Es sind vielschichtige treibende Kräfte der Konsolidierung des Marktes: Die steigende IT-Komplexität, die damit wachsenden Anforderungen der Kunden – und die Herausforderungen, Know-how aufzubauen, Fachkräfte zu finden oder schlicht weitere Investitionen in Wachstum stemmen zu können. Unter einem Dach vereint profitieren IT-Anbieter hingegen von Synerigen, von geteilter Expertise, übergreifenden Strukturen und gegebenenfalls einem ganzheitlichen Portfolio, das die vielen oder zumindest viele Teilbereiche der IT abdeckt. "Ich sehe es als Vorteil, ein Portfolio über ein breites IT-Spektrum hinweg anbieten zu können", sagt Christophe Macherel, CEO von Aveniq. Aveniq ist aus dem Zusammenschluss von GIA Informatik und der Avectris-Gruppe im Jahr 2020 hervorgegangen.
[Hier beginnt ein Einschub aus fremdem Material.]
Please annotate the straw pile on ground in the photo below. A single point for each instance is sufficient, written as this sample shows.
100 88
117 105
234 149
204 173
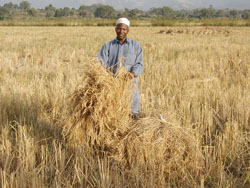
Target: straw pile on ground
196 31
100 119
100 108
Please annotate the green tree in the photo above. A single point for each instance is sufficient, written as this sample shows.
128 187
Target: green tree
246 14
32 12
4 13
233 13
24 5
59 13
220 13
83 13
66 11
50 10
9 5
105 12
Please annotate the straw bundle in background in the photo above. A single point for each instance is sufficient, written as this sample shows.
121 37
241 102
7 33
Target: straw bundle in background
170 152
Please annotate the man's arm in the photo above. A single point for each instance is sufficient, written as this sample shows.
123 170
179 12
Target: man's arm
103 55
138 67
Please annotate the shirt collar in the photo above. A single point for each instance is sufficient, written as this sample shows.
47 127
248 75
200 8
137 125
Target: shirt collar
126 41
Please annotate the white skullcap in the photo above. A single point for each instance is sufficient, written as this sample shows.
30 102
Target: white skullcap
123 20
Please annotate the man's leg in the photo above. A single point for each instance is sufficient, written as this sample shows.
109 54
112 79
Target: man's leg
135 104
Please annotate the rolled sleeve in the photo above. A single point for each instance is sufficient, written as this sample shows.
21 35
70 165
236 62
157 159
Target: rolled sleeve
103 55
138 67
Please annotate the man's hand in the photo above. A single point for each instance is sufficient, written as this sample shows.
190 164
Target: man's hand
130 75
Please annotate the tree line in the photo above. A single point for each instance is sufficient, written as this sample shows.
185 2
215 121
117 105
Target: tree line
24 9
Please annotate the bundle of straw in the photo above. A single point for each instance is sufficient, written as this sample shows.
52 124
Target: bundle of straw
100 107
170 152
99 119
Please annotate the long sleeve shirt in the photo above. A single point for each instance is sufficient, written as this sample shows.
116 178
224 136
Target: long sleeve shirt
129 54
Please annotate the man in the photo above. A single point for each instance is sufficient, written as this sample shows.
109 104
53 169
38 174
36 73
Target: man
127 51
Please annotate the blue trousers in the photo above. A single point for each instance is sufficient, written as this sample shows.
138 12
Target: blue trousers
135 103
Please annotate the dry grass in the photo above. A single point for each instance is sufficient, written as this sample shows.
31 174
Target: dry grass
196 31
199 84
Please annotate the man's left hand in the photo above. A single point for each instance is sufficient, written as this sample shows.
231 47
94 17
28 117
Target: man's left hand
131 75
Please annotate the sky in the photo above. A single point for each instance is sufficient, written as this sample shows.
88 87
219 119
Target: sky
140 4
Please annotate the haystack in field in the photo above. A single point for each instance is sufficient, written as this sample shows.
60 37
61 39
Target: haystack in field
100 120
170 152
100 108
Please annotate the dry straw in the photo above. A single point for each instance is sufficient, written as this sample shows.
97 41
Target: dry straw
100 119
100 107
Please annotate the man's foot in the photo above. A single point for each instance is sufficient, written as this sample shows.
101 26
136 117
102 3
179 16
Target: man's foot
135 116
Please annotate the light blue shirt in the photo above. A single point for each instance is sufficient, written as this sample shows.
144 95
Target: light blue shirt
129 54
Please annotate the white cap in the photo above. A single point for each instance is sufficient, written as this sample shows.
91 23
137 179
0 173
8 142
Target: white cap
123 20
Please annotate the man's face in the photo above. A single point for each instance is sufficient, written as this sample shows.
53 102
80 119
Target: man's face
121 31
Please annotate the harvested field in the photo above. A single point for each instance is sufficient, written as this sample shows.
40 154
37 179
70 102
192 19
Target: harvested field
60 126
196 31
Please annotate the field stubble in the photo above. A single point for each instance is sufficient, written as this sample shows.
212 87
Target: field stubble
197 82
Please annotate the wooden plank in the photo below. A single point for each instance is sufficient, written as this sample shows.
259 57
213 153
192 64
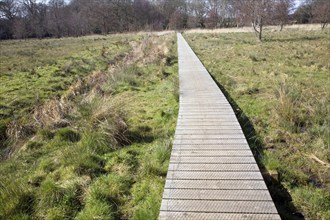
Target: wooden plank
214 175
212 167
208 131
216 194
212 160
214 153
209 136
211 147
216 184
208 216
260 207
210 141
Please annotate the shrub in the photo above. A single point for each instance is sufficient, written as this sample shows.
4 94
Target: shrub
66 134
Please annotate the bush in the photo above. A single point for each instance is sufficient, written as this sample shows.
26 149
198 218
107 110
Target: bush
66 134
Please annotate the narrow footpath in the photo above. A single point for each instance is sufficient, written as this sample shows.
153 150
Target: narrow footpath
212 172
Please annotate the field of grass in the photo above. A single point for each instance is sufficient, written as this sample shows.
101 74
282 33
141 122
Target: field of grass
32 71
280 91
100 149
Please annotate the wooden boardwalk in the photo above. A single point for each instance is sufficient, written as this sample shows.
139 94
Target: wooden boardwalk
212 172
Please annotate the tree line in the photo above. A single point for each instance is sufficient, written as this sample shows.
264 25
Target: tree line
61 18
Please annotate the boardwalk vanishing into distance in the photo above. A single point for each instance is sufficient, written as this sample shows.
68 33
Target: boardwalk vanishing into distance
212 172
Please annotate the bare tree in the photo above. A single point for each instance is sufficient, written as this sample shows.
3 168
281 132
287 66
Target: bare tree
258 12
282 10
321 12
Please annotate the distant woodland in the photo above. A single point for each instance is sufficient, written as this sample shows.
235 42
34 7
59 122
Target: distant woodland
61 18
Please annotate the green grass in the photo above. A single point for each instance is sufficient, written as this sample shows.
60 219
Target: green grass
32 71
108 157
280 92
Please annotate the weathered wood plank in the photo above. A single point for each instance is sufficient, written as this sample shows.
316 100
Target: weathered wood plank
215 184
208 216
260 207
212 167
212 194
212 160
212 173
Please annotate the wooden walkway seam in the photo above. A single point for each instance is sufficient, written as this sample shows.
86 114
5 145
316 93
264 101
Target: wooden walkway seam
212 173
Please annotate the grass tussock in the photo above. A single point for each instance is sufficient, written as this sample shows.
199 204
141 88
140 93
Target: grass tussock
101 149
280 94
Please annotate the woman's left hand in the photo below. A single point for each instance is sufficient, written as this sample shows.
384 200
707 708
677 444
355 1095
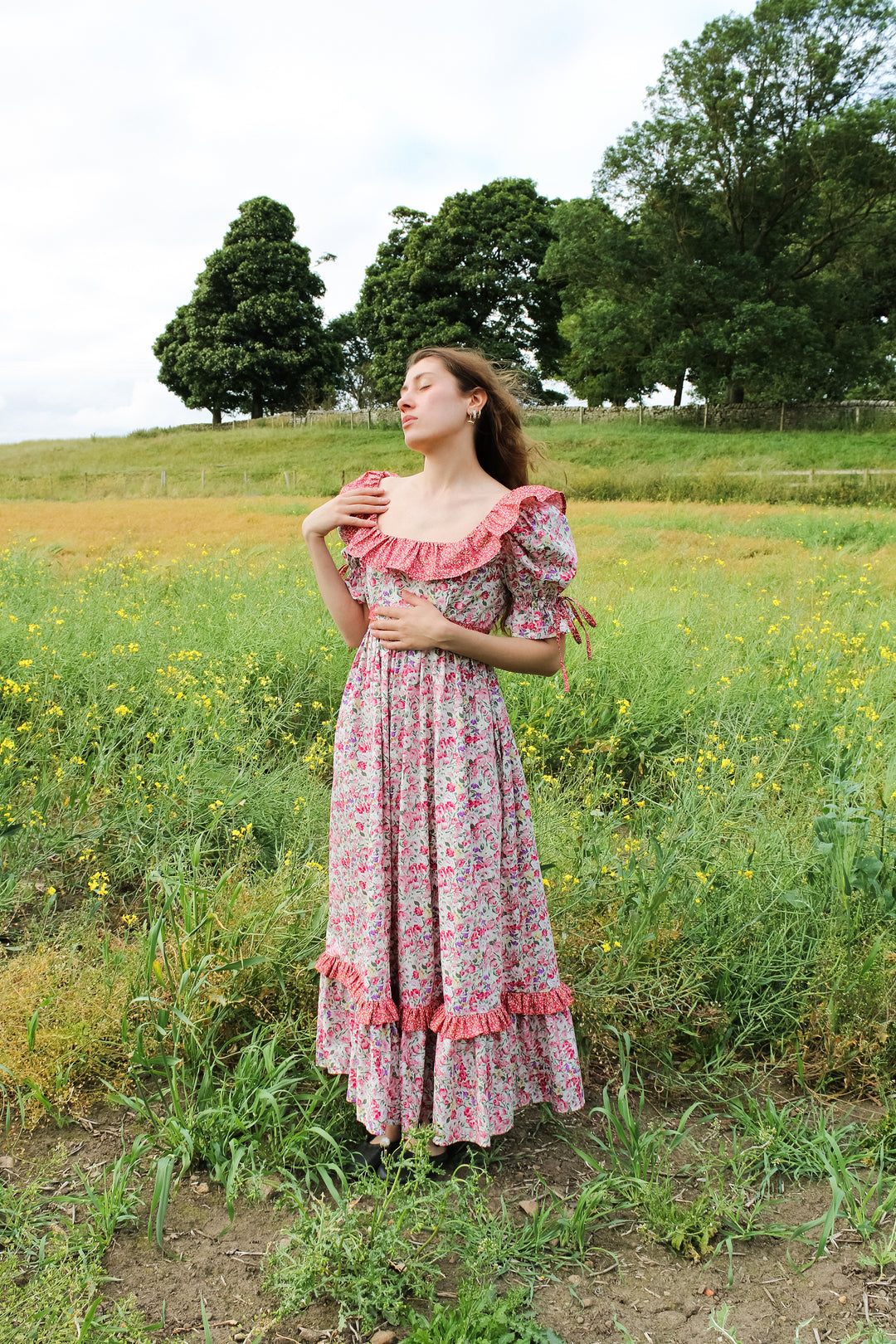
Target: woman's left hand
416 626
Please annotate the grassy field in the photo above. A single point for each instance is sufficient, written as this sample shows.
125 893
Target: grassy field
594 463
712 804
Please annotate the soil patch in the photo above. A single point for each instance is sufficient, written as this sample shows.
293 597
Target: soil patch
627 1287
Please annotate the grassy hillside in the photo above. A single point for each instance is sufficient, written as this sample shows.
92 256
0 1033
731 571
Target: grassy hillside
590 461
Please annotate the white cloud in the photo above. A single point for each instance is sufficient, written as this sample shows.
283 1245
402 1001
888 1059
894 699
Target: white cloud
134 130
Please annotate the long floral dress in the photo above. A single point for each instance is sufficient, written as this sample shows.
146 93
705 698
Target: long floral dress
440 990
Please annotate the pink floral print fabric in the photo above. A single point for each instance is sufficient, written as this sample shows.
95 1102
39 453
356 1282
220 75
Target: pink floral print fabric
440 990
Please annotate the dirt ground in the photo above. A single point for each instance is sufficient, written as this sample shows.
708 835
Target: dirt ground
631 1287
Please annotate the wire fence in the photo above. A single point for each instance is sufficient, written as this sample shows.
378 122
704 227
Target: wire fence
781 416
243 480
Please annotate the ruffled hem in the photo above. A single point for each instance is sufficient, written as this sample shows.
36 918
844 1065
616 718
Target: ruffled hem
371 1012
442 559
434 1016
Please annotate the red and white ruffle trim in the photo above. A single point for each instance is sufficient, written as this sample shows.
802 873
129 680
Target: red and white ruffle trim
441 559
433 1016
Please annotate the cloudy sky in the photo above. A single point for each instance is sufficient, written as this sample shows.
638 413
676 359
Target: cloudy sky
132 132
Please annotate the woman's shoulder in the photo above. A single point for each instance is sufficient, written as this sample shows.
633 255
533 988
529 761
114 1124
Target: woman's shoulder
364 481
528 509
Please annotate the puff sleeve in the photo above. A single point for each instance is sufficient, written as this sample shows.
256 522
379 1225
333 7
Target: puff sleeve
353 570
540 561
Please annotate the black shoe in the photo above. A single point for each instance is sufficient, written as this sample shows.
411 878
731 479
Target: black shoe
403 1166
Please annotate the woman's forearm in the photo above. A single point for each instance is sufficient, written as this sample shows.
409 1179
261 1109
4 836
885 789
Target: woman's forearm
511 654
349 616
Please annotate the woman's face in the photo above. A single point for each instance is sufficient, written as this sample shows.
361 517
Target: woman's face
433 405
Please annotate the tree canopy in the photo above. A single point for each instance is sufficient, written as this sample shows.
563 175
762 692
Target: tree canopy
251 338
468 275
743 236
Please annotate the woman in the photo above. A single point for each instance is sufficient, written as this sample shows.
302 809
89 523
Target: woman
440 990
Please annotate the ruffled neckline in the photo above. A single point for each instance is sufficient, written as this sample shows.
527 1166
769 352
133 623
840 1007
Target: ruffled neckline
444 559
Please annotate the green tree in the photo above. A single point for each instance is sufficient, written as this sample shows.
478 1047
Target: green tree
468 275
746 229
251 338
355 382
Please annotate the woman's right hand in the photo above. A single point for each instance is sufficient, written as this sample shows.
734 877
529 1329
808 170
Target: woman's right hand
348 509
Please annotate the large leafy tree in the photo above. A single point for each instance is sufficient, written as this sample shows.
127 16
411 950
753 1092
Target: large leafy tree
743 236
251 338
468 275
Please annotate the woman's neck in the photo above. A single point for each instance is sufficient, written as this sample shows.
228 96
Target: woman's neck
451 466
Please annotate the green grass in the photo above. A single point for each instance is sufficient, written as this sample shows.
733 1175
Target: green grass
712 806
590 461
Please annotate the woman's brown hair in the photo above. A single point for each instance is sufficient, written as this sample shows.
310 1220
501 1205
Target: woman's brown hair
501 448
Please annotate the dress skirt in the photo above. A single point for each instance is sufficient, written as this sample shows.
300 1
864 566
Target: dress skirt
440 991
Ziel der vereinten Kräfte: Die langjährige Erfahrung und das Know-how der Mitarbeitenden sowie bereits im Vorfeld erkannte Synergien des Portfolios zu bündeln, "um für mittelständische Unternehmen eine attraktive Service-Partnerin zu sein", so Macherel. Denn "Themen wie die digitale Transformation, der sichere Umgang mit Daten und Künstlicher Intelligenz, der Mangel an IT-Fachkräften und IT-Know-how wie auch Innovationskraft führen dazu, dass Unternehmen externe IT-Dienstleistungen in Anspruch nehmen. Kunden möchten vermehrt mit IT-Anbietern zusammenarbeiten, welche diese und weitere Bedürfnisse vollständig abdecken können."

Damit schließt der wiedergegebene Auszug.